How should investors rebalance portfolios amid event-heavy quarters like Budget and quarterly earnings season, along with global risks?
Historical evidence shows geopolitical headlines often have short-lived impacts on markets. Maintain strategic asset allocation through events, avoid knee-jerk shifts, and rebalance only when fundamentals change meaningfully.
Tactical trimming or layering can be considered within risk budgets, but core allocations should reflect long-term risk/return objectives co-developed with advisors.
What are your expectations from Budget 2026? Which sectors could be structural winners or losers from the announcements?
Budget 2026 could likely balance fiscal prudence with growth support. While Consumption could emerge as a tactical winner if announcements around the 8th Central Pay Commission materialise in a meaningful way, we expect the defence sector to be a structural winner, backed by higher capital allocation and continued push under Aatmanirbhar Bharat agenda, from budgetary announcements.
Select export-oriented sectors such as textiles, apparel, and gems and jewellery may see targeted relief amid US tariff pressures. Overall, the Budget should reinforce domestic demand and long-term competitiveness, reflecting India’s readiness to navigate a tariff-led global environment.
Will Q3FY26 earnings show first signs of consumption revival?
Early indicators of consumption revival emerged in high-value discretionary segments like autos and jewellery in the Q2FY26. We expect broader signals in Q3FY26, with consumer staples/everyday demand categories and higher hotel occupancy rates reflecting more widespread uptick as rural and urban spending gains traction along with better traction at luxury end of consumption. Gradual improvement in household income and targeted policy benefits should underpin this more holistic revival.

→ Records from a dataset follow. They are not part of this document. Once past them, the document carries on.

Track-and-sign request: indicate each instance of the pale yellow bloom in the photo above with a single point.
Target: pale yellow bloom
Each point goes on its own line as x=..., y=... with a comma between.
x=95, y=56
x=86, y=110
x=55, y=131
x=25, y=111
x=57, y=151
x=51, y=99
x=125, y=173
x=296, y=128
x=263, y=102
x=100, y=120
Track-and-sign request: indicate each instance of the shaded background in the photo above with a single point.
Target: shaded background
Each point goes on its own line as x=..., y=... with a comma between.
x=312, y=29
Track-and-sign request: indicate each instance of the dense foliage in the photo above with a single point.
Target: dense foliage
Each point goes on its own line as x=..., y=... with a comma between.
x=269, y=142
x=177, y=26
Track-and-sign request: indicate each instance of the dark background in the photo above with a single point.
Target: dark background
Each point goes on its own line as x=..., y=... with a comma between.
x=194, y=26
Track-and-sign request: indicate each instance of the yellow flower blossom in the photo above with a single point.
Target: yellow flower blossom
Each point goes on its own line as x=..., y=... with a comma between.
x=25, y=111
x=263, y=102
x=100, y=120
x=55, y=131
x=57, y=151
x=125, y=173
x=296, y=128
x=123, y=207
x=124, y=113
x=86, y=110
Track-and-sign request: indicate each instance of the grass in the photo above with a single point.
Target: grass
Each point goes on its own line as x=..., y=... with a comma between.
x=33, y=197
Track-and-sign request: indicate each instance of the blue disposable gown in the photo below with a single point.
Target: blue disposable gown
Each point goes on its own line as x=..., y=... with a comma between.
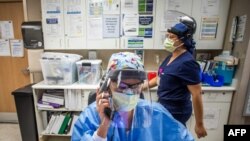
x=162, y=128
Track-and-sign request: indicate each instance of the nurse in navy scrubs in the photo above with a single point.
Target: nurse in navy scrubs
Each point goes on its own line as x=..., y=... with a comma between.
x=179, y=76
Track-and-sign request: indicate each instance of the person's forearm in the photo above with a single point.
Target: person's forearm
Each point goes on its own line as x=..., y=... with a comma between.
x=198, y=108
x=152, y=83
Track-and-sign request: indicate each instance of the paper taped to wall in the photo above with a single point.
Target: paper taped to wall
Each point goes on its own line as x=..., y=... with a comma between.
x=33, y=60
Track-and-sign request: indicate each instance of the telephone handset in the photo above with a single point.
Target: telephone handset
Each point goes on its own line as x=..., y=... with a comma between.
x=104, y=88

As global economic power gradually shifts and supply chains realign, how well is India positioned to capture long-term capital and growth, from an investor's perspective?
The global economy is gradually transitioning from a unipolar to a multipolar structure over the next decade, with economic leadership broadening beyond the US to include multiple large economies, notably India. This shift is structurally positive for India, as it should support sustained capital inflows over time. However, as global currencies and capital markets adjust to this new reality, the transition could be disruptive if not handled carefully by policy makers, potentially triggering short-term risk-off phases across asset classes.